I grew up in the angst of the Watergate scandal. I remember in high school and college the heated anger toward Reagan from the left and assurances that he would lead to America’s demise. I remember the same predictions on the right, and conservatives threatening to leave the country if Bill Clinton won. The same things are now being said on the left these days.
As a student of history I have learned that the political pendulum is constantly swinging back and forth. One of the amazing things about the way the American Founding Fathers designed our system was the opportunity we have every four years to go a different direction, and how often we do exactly that.
Isaiah’s prophetic word this morning was for a generation of people in Jerusalem who were experiencing political upheaval much greater and more dire than anything we are experiencing this morning.
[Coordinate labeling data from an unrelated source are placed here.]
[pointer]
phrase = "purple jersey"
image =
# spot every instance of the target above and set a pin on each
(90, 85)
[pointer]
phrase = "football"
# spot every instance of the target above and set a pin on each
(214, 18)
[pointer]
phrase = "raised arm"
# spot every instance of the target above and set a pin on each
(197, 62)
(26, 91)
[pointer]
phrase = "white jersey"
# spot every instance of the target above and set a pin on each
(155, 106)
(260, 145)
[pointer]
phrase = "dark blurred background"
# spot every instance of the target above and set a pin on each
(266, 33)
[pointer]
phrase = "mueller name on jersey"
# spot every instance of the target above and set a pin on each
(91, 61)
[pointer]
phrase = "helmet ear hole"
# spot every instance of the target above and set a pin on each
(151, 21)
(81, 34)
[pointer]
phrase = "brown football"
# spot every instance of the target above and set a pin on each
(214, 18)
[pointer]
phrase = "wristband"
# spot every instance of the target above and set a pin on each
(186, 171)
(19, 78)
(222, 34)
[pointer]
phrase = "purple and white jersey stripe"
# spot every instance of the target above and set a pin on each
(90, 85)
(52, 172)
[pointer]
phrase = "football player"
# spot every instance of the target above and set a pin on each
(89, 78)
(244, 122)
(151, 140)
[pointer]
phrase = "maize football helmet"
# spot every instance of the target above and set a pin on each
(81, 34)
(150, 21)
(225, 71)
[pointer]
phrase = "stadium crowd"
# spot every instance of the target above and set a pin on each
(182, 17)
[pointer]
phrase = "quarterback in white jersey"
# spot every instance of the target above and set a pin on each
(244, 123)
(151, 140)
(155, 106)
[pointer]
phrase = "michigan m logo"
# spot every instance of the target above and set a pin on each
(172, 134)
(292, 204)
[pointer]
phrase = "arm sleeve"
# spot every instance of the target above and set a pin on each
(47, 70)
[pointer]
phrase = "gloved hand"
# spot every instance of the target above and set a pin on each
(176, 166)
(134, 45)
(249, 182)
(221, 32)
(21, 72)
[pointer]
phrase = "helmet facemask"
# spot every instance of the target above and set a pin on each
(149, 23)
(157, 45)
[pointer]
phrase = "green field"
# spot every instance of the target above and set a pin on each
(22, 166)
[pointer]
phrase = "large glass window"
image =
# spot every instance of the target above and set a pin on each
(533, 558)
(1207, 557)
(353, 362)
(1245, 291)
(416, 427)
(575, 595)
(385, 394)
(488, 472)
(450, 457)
The siege of Jerusalem would end in mass death, starvation leading to cannibalism, and the enslavement and captivity of an entire generation of people (read Lamentations for Jeremiah’s poetic take on those terrible events).
As I wake in my hotel this morning my day is starting pretty much the way it did yesterday, the way it did when I started this job in the Clinton years, the way it did after 9-11, the way it did during the eight years of the Bush administration, and the way it did for eight years under President Obama.
America, in its relatively short history, has proven to be incredibly flexible and resilient. I don’t see that changing. Richie Cunningham may have suffered the defeat of Stevenson, but the election of JFK was just around the corner as America left the stodgy Eisenhower to embrace a new political generation. Happy Days ended long before it could tell that story, just as Isaiah’s prophecy would end long before he would witness the restoration of Jerusalem whose destruction he prophesied. No matter how you feel about the election results this morning, you can be assured that the story will continue.
Now, if you’ll excuse me, I have to get to work. Just like yesterday.